Die Bundeszentralkartei (BZK) ist das zentrale Register des Bundes und der Länder zu den durchgeführten Entschädigungsverfahren. Bei der Aufnahme eines Verfahrens in die BZK wurde zur eindeutigen Identifizierung eine Nummer vergeben. Diese BZK-Nummer bezieht sich nicht auf eine Person, sondern auf ein Entschädigungsverfahren: Hat eine Person mehrere Ansprüche geltend gemacht (z.B. für sich selbst und für Angehörige), liegt im Normalfall für jedes Verfahren eine eigene BZK-Nummer vor. Häufig wurde als BZK-Nr. schlicht das Aktenzeichen der jeweiligen Entschädigungsbehörde übernommen.
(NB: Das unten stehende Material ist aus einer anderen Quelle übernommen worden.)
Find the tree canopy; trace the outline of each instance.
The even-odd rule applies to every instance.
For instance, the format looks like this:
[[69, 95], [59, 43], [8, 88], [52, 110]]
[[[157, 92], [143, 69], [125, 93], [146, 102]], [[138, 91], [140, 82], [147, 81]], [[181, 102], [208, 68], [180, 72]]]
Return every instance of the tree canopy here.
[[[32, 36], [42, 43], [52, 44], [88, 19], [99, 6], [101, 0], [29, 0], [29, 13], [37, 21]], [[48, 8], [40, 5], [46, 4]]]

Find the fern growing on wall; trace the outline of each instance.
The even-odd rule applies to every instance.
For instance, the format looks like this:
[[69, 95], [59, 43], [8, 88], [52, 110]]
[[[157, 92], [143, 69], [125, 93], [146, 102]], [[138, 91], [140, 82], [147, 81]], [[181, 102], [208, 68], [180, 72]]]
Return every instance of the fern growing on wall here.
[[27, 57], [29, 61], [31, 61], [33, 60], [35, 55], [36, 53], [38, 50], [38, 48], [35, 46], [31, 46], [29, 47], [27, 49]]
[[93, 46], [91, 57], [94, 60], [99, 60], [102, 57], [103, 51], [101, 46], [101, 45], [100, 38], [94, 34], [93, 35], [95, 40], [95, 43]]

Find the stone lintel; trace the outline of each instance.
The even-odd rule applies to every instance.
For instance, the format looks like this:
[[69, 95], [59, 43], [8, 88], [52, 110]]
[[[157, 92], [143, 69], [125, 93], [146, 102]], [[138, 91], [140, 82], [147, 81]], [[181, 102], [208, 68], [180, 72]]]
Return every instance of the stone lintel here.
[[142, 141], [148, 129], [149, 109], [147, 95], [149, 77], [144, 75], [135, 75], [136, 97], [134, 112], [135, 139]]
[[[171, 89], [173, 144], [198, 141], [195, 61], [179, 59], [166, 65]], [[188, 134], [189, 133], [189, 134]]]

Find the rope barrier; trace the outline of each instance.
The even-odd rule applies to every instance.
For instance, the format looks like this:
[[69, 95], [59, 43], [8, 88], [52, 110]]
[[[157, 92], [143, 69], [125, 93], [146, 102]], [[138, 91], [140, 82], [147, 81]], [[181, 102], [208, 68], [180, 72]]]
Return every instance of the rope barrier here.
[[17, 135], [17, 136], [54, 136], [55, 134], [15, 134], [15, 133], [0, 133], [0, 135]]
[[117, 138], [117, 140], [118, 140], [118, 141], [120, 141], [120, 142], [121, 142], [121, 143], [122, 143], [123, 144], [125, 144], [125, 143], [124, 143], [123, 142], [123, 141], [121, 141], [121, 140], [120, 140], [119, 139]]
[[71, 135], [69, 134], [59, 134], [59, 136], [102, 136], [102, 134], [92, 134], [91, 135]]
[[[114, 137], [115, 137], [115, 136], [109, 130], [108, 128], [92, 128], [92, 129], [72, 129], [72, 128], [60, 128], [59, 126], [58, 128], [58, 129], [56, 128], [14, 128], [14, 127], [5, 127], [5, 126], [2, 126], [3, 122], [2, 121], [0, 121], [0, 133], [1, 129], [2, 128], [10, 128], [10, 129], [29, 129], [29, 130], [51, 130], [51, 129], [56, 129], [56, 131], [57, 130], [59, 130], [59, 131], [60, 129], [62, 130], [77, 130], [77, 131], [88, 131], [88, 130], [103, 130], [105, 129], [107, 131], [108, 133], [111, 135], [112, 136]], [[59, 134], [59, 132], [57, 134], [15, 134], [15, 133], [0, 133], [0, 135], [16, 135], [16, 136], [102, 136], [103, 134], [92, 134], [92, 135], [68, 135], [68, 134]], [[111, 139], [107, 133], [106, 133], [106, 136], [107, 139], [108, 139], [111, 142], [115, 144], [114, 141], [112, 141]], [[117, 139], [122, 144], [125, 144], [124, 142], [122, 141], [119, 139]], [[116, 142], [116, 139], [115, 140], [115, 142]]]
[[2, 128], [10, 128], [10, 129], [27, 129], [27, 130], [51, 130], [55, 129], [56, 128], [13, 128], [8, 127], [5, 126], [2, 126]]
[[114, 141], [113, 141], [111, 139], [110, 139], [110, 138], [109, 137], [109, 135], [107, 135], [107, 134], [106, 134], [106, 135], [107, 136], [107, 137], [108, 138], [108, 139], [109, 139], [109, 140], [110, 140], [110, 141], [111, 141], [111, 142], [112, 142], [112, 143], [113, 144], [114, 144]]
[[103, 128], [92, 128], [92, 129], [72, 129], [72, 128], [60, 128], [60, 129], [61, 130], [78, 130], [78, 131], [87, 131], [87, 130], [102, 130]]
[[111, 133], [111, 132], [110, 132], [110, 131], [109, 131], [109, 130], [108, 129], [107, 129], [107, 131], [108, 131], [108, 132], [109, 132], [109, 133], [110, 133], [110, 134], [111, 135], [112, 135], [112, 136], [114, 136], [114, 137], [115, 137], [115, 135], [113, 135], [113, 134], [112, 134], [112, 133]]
Diese Nummer ist für eine Anfrage im entsprechenden Archiv wichtig.
Delikt nach NS-Justiz
Handlungen, die im Nationalsozialismus überhaupt erst kriminalisiert wurden (z.B. Heimtückegesetz, "Judenbegünstigung") oder die die NS-Justiz in verschärftem Maß verfolgte (z.B. Hochverrat).
Verfolgungsgrund
Die hier angegebenen Gründe orientieren sich am Wortlaut der in den Quellen genannten Verfolgungsgründe.
Rolle im Verfahren
„Verfolgte Person“ meint eine Person, die einen Entschädigungsanspruch für einen Schaden durch NS-Verfolgung geltend machte. Wenn der Antrag nicht von der verfolgten Person selbst, sondern von einer anderen Person gestellt wurde, so wird diese als „antragstellend“ angegeben und ihre Beziehung zur verfolgten Person, soweit vorhanden, vermerkt. In den Quellen wird die verfolgte Person mitunter als „Geschädigter“, die antragstellende Person als „Anspruchsberechtigter“ bezeichnet.
Suche im Archivportal-D
Weitere Archivalien zu dieser Person über die Wiedergutmachung hinaus können Sie eventuell im Archivportal-D finden.
Nähere Angaben zum Verfolgungsgrund
Ergänzende oder spezifischere Angaben zu Mitgliedschaft, Gruppenzugehörigkeit bzw. Gruppenzuschreibung, die Anlass für die Verfolgung war.